Seit dem 1. Jänner 2026 weht auf Österreichs Parkplätzen ein anderer Wind. Lange Zeit war es für findige Firmen ein lukratives Geschäftsmodell, Autofahrer wegen kleinster Vergehen mit horrenden Besitzstörungsklagen in die Enge zu treiben. Doch damit ist jetzt Schluss! Ein historischer Schulterschluss von ÖAMTC, ARBÖ, VKI, AK, WKO und der Rechtsanwaltskammer setzt der systematischen Einschüchterung ein jähes Ende. Gemeinsam mit Justizministerin Anna Sporrer wurde eine Reform auf den Weg gebracht, die den Fokus wieder auf echte Rechtssicherheit statt auf reine Profitgier legt.

Billiger kämpfen gegen Klage-Wellen

Die Kostenfalle schnappt nicht mehr so unerbittlich zu wie früher. Bisher zahlten viele Betroffene aus purer Angst vor den finanziellen Folgen eines Prozesses. Die neue Reform greift hier radikal ein: Durch eine spezielle Sonderbemessungsgrundlage sinkt der Anwaltstarif auf rund 100 Euro. Auch bei den Gerichtsgebühren gibt es spürbare Erleichterungen. Werden Klagen schnell erledigt – etwa durch Anerkenntnis oder wenn die Klage rechtzeitig zurückgezogen wird – halbieren sich die Gebühren auf bis zu 35 Euro. Das nimmt den Abmahnern den finanziellen Wind aus den Segeln.
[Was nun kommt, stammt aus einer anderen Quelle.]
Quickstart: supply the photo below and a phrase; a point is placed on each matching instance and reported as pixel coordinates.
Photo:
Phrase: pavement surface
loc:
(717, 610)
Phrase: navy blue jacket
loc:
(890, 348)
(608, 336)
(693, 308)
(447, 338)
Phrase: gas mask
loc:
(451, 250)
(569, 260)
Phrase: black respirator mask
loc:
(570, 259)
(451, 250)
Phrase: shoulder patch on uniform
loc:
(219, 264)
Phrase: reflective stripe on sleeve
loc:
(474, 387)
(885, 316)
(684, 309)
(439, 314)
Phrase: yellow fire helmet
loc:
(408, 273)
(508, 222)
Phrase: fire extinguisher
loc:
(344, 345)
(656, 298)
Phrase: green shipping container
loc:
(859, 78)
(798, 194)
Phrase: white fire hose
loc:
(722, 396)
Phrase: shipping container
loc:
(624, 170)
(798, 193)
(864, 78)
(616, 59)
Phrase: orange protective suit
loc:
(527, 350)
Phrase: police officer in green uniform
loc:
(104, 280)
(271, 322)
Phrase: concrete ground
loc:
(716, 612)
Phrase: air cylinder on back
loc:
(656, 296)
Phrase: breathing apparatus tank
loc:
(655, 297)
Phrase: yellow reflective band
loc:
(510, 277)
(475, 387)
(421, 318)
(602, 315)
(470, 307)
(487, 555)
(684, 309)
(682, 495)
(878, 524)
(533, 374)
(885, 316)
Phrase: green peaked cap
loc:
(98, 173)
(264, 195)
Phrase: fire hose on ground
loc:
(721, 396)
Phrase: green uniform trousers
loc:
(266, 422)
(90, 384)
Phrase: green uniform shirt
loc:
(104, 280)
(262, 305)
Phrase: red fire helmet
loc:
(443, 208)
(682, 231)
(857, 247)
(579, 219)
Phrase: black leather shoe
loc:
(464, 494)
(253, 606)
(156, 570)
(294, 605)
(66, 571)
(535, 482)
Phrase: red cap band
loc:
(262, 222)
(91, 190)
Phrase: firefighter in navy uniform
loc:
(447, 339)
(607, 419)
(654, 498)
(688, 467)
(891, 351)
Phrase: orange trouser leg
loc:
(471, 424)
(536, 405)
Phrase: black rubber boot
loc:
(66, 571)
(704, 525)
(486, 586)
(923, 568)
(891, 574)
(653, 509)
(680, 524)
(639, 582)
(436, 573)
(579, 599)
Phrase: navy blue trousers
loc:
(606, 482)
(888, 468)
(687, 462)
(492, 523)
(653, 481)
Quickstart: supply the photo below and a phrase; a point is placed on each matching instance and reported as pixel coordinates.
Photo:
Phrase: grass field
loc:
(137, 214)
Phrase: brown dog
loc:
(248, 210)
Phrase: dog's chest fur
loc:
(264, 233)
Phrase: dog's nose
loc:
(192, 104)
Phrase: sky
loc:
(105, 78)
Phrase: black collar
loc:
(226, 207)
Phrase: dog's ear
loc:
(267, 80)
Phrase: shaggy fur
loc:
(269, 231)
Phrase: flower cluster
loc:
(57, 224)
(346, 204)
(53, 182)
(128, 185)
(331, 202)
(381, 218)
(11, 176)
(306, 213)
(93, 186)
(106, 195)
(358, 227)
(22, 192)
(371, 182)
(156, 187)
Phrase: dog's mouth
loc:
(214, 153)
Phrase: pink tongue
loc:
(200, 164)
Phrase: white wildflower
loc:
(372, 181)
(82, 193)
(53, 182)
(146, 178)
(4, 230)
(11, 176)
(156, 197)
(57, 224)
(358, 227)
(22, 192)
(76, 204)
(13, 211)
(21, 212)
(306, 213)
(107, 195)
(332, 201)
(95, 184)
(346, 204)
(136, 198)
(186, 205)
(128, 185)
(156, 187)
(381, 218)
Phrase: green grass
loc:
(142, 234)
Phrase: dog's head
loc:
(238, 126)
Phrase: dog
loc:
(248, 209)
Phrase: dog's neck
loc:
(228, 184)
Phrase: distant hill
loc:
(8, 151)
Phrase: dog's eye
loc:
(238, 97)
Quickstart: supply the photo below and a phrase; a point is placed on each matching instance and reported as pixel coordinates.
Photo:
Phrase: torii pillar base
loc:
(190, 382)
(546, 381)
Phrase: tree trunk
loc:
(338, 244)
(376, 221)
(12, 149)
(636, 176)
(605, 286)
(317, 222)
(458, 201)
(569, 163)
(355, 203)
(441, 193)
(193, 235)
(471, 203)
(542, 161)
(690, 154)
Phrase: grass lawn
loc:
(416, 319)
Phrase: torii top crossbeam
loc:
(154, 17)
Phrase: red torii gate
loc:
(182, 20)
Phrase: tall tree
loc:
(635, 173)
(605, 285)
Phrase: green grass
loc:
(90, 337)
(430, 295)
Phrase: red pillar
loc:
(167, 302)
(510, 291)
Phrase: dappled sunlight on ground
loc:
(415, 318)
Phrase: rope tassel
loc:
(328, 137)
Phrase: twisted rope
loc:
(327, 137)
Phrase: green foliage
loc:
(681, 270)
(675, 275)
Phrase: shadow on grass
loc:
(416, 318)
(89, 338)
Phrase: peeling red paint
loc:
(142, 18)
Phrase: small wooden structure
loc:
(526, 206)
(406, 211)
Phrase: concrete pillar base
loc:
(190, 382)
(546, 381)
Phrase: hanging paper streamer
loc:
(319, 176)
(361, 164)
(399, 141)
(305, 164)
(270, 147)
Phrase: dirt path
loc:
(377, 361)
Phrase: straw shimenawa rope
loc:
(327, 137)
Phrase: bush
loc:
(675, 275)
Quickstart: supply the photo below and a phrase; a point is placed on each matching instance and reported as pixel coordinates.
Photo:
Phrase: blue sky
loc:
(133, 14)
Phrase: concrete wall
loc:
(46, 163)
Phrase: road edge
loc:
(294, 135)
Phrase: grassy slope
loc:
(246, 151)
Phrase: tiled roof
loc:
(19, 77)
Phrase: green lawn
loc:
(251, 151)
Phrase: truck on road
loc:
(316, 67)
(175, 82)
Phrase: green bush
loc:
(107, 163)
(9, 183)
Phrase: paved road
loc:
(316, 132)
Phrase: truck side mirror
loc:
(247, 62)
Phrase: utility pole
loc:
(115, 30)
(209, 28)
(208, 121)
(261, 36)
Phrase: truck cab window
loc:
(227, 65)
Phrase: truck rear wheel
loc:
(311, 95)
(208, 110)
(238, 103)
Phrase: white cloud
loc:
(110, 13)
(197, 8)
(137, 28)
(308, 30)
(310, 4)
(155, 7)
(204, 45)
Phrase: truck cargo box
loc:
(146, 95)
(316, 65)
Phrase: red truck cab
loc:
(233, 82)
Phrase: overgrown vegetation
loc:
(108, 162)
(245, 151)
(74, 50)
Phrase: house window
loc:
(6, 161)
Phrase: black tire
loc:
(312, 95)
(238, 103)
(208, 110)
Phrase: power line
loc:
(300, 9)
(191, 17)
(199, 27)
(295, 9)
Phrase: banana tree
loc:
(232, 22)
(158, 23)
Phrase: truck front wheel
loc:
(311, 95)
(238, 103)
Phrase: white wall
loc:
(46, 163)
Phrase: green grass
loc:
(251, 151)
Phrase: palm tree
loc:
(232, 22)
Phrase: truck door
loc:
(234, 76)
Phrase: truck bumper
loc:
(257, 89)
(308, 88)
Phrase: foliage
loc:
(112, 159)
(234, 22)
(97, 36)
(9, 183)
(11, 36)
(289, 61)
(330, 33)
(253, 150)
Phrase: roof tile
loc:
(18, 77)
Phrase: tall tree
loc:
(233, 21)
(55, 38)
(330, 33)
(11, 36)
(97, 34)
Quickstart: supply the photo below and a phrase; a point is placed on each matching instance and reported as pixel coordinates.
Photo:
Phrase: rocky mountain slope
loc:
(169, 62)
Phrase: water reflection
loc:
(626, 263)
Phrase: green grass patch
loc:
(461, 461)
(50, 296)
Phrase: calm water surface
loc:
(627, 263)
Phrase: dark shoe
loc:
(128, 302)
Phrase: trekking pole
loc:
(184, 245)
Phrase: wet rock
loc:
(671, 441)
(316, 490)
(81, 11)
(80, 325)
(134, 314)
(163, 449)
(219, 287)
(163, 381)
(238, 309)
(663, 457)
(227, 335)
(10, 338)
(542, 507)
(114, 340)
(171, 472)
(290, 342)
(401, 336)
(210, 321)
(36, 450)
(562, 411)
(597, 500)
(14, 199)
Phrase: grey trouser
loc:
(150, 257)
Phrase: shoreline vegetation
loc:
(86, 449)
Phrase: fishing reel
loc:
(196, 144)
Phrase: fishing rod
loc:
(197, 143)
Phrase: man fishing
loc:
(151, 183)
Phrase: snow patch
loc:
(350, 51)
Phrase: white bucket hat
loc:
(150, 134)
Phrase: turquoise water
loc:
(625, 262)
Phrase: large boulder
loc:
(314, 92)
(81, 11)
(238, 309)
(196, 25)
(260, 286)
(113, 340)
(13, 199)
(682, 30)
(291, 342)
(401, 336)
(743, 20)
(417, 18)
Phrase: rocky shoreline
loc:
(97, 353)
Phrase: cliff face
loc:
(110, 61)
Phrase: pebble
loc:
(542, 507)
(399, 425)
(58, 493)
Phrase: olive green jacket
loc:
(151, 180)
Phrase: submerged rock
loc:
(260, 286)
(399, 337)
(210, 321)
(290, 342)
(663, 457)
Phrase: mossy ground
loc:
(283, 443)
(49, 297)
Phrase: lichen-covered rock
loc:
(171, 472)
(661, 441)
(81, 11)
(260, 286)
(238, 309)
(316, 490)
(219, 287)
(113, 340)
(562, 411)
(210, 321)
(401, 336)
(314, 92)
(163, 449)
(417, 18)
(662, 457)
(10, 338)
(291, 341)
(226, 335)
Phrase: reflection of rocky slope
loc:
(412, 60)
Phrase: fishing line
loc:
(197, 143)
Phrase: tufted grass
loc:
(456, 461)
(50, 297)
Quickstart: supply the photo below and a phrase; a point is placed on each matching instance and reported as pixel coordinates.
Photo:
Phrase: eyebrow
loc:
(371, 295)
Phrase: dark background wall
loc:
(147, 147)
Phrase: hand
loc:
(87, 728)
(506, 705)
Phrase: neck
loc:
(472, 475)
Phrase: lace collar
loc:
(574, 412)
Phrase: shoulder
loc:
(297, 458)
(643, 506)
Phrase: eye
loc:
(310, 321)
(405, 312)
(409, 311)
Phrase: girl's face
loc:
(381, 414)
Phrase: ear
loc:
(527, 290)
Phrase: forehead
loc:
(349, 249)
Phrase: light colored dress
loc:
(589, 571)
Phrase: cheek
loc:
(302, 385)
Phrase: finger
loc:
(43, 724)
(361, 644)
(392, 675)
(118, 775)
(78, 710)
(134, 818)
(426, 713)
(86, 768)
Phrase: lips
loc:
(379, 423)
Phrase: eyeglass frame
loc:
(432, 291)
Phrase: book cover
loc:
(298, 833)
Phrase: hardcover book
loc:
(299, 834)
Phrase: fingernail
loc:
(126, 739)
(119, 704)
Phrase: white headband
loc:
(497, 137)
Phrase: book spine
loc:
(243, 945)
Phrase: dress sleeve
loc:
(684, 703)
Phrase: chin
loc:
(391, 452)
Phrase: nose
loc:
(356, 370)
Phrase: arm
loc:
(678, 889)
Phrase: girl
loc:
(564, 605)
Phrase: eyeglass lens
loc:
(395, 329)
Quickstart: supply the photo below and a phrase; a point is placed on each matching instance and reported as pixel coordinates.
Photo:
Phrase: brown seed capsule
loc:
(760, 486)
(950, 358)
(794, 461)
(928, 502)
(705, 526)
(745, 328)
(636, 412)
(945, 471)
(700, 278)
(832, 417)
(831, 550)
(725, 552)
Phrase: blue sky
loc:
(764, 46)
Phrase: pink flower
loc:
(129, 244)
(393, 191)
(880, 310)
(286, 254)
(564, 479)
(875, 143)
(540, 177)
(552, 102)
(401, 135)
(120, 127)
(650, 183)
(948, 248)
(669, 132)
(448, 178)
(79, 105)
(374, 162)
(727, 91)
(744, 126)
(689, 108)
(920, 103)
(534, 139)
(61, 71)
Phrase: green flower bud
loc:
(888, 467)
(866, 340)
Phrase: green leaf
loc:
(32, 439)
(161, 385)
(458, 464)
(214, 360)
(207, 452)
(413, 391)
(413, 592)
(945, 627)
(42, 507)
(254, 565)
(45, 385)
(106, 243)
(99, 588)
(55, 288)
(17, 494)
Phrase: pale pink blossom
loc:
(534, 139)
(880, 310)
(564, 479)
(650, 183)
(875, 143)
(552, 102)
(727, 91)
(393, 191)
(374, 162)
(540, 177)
Ministerin Sporrer setzt auf Aufklärung

„Nur wer sein Recht kennt, kann es auch wahrnehmen“, betont Justizministerin Anna Sporrer. Sie sieht in der Kooperation der großen Verbände den entscheidenden Schlüssel zum Erfolg. „Bisher bezahlten Betroffene oft aus Angst vor einem langwierigen und kostspieligen Prozess - wir haben dieser Parkplatzabzocke jetzt endlich die profitable Grundlage entzogen. Je mehr Menschen in der Zukunft genau über ihre Rechte Bescheid wissen, desto weniger Erfolg werden die Einschüchterungsversuche haben“, so die Ministerin weiter. Ziel ist es, das Vertrauen in den Rechtsstaat massiv zu stärken.

Höchstgericht sorgt für klare Kante

Ein besonderer Clou der Reform: Künftig können Streitigkeiten um Besitzstörungen sogar bis vor den Obersten Gerichtshof (OGH) gehen. Was früher unmöglich war, sorgt nun für eine einheitliche Rechtsprechung im ganzen Land. Niemand muss sich mehr willkürlichen Urteilen einzelner Instanzen beugen. Die breite Informationsoffensive von ÖAMTC und Co. bietet ab sofort individuelle Beratung an, damit kein Autofahrer mehr ungeschützt in die Falle der Parkplatz-Abzocker tappt.